I know that some of it is innate....survival instinct. Desire to be on top. And how do we do that?...bring others down. That does not sound like a very fair war tactic, but it sure is a functional one. Sally does not feel good about herself, so she tells Emma that she cannot come to her birthday party, play with her at recess or that Emma's hair is too brown. Yes, it all sounds crazy, but these little statements, true or not, make Emma feel bad and therefore give Sally power, which make her feel good. Yikes. But there is some Nature vs. Nurture as well. Our kids are so in tune to what we say and do, even though most of the time they look like they are in a Sponge Bob-induced coma. I grew up like poor Emma. So I swore that I would always be nice, accepting and non-judgmental of other people. And I feel that I am...most of the time. But I have even caught myself being "that evil girl" when I say simple, "innocent" snide remarks when reading People Magazine....like "Oooh, look at that dress. That looks really bad on her." Or when driving... "Some people just can't drive. They are so stupid!" Or just simply going to WalMart....there are so many opportunities for judgment and fashion-bashing. But my point is that none of the above comments "hurt" the person, but they don't fall on deaf ears either. As a result, I have really learned to watch what I say around my kids. The comments may seem innocent enough, but it only took once for my 5 year old to say "mommy, look at that lady's hair. I can't believe she left the house like that!" To which my husband and I chuckled, and then reality kicked in. My pre-schooler is a judger. Did I do that to her? Holy hell I hope not.

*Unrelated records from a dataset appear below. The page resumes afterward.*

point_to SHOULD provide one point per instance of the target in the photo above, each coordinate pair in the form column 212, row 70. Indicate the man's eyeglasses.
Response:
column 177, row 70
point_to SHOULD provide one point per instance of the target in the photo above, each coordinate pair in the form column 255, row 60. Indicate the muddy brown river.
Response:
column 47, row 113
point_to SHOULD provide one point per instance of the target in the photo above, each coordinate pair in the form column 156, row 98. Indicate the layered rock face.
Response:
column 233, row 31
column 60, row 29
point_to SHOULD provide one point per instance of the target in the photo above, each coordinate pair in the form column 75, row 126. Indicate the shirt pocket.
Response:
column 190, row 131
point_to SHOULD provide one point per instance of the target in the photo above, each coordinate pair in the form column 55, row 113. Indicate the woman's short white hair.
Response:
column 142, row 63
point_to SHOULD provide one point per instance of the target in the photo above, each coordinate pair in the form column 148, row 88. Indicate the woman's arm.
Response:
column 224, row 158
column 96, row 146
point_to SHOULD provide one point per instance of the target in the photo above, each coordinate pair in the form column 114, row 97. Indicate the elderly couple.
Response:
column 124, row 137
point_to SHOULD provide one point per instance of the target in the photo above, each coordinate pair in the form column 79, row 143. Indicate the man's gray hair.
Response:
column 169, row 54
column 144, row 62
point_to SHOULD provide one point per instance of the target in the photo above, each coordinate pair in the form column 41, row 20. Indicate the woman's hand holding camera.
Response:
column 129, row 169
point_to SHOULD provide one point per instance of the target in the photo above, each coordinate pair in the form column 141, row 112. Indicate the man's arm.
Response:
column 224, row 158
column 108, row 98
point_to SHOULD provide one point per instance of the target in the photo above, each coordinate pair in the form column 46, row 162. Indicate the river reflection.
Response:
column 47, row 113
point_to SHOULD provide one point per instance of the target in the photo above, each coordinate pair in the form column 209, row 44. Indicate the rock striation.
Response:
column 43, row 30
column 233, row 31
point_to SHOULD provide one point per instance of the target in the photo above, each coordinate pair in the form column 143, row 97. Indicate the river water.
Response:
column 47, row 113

Then there is the female's unbelievable knack of talking behind one's back and forming cliques. I was always on the outer edge of any clique or group. And I swore in my adulthood that I would be an "includer"....which is why at my 11 year old's recent birthday party I had half of his grade sleep over. I did not want anyone to be left out. You cannot repair hurt feelings very easily. But I have learned that it still happens as adults. My fellow blogger ran across it this weekend at...twice within a 24 period. Without going into detail, she found out that girls can still be jealous, back-stabbing, catty, and self-righteous...she even commented that she felt like she was back in high school. Last time I checked, we were in our 30's; apparently age is but a number when you're dealing with the female race. It doesn't matter if you're 13 or 33, if you have an opportunity to take someone down, you go for it. Oh sure, all meant in "good fun". Welcome to the wolf-pack. We eat the weak...but first we have to find your weakness, exploit it, and then we take you down. Aren't girls fun?
Again, sorry for the reality dose post, but it made me sit up and take notice this past weekend when OUR family was having dinner with another family. They have an 11 year old son and 8 year old twin girls. While in the bathroom with my 5 year old girl, she asked me "Mommy, how do I make them laugh?" I asked her what she meant. She sweetly said "I want to make them laugh so that they like me." I wanted to cry. And here we are. At the threshold of where my little angel wants to go above and beyond to please someone else so that she can fit in. I just told her "Honey, just be yourself and they will love you."..."How do I be myself mommy?" Oh, GOD. Why couldn't I have had all boys?? They just beat the crap out of each other and move on. "Sweetie, you don't do anything different. That is how you be yourself. And people will see that and like that about you." And then she hugged me and I silently prayed that God would spare her the pain, agony and torture of being a girl.